The Commonwealth of the North Mariana Islands (CNMI) is an island chain located in the western Pacific. Saipan, the archipelago’s main island, is identified as critically vulnerable to sea level rise and changes in rainfall patterns by the CNMI Climate Change Working Group. Sea level around the islands is expected to rise by more than 1 metre by 2100, which puts the majority of the islands’ low lying areas at high risk.

Earth.Org has mapped what extreme flooding could look like by 2100 to illustrate the need for action.

CNMI consists of 15 islands, which are the northernmost islands in the Mariana Archipelago.
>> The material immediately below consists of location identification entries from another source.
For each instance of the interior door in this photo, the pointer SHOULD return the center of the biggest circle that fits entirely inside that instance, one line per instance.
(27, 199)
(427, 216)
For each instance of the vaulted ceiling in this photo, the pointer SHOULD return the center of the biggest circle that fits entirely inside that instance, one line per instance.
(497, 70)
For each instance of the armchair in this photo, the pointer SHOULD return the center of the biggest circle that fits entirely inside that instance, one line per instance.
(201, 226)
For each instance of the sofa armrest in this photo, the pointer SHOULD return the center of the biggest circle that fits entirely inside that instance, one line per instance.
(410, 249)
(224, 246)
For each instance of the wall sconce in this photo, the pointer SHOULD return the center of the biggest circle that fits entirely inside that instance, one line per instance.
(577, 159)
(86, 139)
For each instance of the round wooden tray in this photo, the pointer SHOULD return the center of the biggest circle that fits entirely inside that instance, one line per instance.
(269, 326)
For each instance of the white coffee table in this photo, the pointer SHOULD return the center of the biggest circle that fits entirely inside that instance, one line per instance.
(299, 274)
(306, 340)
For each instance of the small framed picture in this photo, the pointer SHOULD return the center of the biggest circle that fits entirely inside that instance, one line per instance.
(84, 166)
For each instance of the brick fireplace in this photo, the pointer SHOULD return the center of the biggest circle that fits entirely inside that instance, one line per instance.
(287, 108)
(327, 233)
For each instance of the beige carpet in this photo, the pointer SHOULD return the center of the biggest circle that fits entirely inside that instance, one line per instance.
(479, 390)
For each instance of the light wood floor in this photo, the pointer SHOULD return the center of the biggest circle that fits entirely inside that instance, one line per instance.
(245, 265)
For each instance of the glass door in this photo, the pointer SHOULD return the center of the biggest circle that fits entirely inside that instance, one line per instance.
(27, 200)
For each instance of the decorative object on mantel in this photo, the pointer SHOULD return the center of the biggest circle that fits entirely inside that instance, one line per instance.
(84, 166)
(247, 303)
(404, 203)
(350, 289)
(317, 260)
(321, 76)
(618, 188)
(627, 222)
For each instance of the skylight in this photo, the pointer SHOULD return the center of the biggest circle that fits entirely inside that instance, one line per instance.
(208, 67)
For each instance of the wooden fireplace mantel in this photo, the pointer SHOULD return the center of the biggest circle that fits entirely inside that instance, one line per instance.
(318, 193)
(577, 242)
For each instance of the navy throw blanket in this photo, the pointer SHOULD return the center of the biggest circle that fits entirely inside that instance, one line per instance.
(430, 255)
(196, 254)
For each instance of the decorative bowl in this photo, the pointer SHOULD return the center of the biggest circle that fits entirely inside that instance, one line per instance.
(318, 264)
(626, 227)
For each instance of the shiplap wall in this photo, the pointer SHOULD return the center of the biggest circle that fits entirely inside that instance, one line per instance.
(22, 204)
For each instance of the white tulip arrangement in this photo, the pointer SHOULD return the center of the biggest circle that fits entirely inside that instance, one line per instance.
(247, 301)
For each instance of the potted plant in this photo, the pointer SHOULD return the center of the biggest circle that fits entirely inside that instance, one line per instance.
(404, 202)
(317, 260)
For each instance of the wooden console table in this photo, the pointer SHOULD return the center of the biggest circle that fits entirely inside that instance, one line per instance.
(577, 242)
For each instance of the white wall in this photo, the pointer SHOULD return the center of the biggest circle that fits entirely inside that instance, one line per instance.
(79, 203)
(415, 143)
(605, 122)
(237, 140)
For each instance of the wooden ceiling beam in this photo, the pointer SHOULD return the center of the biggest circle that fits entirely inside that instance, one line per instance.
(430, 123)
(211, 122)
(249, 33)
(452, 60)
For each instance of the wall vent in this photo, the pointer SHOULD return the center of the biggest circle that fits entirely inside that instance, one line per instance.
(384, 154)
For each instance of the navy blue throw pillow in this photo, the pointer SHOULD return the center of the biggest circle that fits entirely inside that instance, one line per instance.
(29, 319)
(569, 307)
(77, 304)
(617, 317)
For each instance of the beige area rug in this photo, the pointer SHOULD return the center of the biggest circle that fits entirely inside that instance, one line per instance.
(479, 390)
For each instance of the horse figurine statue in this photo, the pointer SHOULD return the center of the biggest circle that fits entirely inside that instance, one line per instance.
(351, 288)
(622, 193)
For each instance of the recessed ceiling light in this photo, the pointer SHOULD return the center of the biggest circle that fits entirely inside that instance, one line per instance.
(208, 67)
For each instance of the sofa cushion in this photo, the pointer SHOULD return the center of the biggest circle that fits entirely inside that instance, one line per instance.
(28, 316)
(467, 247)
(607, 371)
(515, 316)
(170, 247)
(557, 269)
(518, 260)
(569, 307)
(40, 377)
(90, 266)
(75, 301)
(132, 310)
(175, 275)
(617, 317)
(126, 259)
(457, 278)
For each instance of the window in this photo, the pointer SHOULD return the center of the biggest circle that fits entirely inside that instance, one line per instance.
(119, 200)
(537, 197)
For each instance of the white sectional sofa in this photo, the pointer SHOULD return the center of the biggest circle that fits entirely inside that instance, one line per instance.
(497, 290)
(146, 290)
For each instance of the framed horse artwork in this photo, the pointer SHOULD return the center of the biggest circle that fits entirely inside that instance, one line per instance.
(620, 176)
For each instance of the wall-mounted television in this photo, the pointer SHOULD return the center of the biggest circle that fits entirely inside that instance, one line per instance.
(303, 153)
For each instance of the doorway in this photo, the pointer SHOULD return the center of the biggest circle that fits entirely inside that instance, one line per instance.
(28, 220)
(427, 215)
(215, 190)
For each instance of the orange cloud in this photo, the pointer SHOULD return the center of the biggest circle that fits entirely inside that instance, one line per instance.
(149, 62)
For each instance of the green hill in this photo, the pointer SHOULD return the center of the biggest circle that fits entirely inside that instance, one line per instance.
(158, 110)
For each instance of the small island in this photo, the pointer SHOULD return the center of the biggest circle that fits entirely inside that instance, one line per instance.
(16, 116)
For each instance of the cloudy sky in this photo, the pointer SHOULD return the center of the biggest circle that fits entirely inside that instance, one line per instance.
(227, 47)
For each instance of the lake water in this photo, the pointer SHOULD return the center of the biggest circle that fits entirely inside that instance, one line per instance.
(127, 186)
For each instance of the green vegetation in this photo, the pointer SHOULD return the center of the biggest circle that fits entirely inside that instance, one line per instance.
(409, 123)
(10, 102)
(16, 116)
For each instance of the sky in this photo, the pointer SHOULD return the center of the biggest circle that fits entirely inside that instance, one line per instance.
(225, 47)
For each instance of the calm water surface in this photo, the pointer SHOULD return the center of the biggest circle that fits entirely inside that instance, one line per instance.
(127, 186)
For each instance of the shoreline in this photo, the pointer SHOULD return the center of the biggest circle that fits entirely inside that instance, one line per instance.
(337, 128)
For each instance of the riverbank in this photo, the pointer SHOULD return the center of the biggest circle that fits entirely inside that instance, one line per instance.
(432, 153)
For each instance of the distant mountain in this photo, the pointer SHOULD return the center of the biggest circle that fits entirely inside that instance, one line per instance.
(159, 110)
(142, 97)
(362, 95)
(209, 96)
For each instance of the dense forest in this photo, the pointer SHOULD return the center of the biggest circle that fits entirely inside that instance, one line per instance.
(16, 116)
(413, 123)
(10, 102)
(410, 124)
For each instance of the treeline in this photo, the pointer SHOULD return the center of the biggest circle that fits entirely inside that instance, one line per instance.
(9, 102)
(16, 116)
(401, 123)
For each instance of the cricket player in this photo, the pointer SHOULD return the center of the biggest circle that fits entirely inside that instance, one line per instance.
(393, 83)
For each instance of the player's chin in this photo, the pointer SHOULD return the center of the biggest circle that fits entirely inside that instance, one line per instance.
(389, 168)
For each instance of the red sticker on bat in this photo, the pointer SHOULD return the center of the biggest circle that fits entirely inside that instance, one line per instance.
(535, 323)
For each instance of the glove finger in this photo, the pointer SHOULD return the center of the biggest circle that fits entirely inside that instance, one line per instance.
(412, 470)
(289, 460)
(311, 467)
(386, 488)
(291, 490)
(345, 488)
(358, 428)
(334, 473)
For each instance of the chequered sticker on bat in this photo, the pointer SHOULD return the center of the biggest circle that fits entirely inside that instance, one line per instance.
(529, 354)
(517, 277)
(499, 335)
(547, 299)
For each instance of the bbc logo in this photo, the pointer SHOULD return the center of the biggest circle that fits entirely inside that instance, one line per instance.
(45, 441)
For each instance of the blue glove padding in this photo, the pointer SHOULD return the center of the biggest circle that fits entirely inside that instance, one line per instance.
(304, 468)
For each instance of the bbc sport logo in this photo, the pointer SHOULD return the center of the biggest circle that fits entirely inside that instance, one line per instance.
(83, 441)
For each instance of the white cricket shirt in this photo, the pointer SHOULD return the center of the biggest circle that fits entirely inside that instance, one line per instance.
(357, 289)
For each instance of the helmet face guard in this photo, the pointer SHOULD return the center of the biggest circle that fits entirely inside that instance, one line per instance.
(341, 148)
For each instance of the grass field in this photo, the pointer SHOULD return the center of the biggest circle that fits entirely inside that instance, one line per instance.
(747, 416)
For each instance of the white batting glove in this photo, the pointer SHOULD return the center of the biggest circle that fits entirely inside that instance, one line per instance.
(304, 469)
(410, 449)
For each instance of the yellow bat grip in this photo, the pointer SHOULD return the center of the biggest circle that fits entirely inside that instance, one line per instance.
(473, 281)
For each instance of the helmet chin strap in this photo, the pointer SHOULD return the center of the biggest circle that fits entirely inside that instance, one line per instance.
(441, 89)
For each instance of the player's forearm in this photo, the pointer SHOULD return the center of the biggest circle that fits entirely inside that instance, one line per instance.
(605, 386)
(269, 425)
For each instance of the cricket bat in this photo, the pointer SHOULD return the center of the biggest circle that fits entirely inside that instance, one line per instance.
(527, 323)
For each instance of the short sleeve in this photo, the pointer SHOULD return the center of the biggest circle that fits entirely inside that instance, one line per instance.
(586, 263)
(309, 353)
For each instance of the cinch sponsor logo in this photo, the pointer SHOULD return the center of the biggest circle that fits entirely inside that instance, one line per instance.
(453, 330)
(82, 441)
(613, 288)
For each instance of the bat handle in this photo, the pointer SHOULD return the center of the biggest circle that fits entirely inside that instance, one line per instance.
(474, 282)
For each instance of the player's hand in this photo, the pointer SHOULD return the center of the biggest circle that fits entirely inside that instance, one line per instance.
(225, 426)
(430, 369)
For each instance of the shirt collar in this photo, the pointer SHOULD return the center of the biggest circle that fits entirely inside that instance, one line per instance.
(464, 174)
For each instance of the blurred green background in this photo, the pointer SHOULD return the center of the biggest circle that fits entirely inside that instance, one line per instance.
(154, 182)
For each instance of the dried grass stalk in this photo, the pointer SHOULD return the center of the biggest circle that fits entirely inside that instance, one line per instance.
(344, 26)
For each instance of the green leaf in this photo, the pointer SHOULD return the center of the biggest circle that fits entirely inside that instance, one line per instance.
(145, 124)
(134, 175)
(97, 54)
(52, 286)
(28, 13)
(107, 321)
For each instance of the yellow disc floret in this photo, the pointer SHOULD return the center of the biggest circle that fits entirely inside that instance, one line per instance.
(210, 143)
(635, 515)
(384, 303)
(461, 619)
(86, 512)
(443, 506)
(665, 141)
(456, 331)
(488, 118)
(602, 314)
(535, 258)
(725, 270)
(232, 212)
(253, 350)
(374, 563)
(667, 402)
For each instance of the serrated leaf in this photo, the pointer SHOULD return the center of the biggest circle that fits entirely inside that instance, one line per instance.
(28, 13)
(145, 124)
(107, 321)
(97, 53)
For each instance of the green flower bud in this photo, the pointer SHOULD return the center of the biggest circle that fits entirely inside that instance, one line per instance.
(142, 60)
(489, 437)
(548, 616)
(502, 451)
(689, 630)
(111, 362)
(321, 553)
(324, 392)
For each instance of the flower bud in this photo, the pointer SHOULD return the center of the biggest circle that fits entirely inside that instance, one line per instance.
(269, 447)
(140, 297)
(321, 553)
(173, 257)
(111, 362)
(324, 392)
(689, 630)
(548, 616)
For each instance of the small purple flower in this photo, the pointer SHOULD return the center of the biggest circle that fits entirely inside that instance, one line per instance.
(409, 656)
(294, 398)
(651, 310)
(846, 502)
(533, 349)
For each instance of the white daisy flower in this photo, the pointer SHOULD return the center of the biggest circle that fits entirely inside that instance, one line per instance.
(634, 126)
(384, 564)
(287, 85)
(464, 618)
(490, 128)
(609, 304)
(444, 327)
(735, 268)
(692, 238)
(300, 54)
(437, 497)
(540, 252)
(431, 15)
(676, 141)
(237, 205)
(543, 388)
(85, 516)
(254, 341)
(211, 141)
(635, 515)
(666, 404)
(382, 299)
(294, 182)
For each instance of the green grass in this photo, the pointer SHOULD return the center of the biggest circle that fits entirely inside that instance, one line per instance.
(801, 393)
The majority of the population resides on the islands of Saipan, Tinian and Rota, with Saipan being the largest in terms of size. Sea level has been rising in CNMI at a rate of about 7.62 mm per year, which is more than twice the global average, with an expected 1 m by the end of the century. 

Saipan is an important location of CNMI, out of 53,883 permanent residents, 52,263 of them live on Saipan. Its western coastal plain is composed of natural habitat, residential neighbourhoods and the primary business district of Garapan. A vulnerability assessment was done by the CNMI Climate Change Working Group and the result identified nearly all of the villages and resources in the area as being critically vulnerable to sea-level rise and changes in rainfall patterns. Around 80% of the coast is expected to be inundated using the projection of 0.91 metres of sea level rise, which could force mass relocation inland or off the islands. 

Earth.Org has mapped what severe flooding could look like on Saipan by 2100 to illustrate. 

sea level rise by 2100 nmi

Sea level rise projections by 2100 for two scenarios with the amount of rise in meters indicated (mild = 1m; extreme = 3m). Population displacement indicated bottom right.

Sea level rise mapping methodology

Global mean sea level is projected to rise by 2m at the end of this century. However, in order to determine local sea level rise (SLR), one has to take into account local coastal flood levels which could be 2.8m above Mean Higher-High Water (MHHW) at extreme forecasts. These local levels bring variability to the projected SLR from 1m to 6.5m (eg. Rio vs Kolkata).

The SLR scenarios used in this study are based on the forecasts from Climate Central – Coastal Risk Screening Tool  with the following parameters:

Sea level Projection Source:

From two highly cited journals by Kopp et al., estimating SLR mainly due to ocean thermal expansion and ice melt. The mid-range scenario projected 0.5-1.2m of SLR based on different representative concentration pathways (RCP) defined by the IPCC. While the pessimistic scenario added more mechanisms of ice-sheet melting, estimating SLR at 1m-2.5m in 2100, with a projection of 10m SLR at 2300.

Coastal Flooding

More frequent coastal flooding is a direct impact of sea-level rise. Based on the Global tides and surge reanalysis by Muis et al., (2016), it is estimated that the extreme coastal water level could be from 0.2 – 2.8m over the mean level. While in extreme cases like China and the Netherlands it could experience 5-10m of extreme sea levels. Here, the coastal local flood level is added on top of the projected SLR.

Pollution Scenario:

Allows choosing the RCP, the greenhouse gas concentration trajectory defined by the IPCC.  The mild level is based on RCP4.5, of 2°C temperature rise; while the Extreme level is based on RCP 8.5, of 4°C temperature rise.


Applies to the baseline SLR, defined in the “Sea level projection” section, upon which we add flooding. “Mild” refers to the mid-range scenario of 0.5-1.2m, and “extreme” to the pessimistic scenario of 1-2.5m. We used the high-end value of each scenario (mild = 1m; extreme = 2.5m).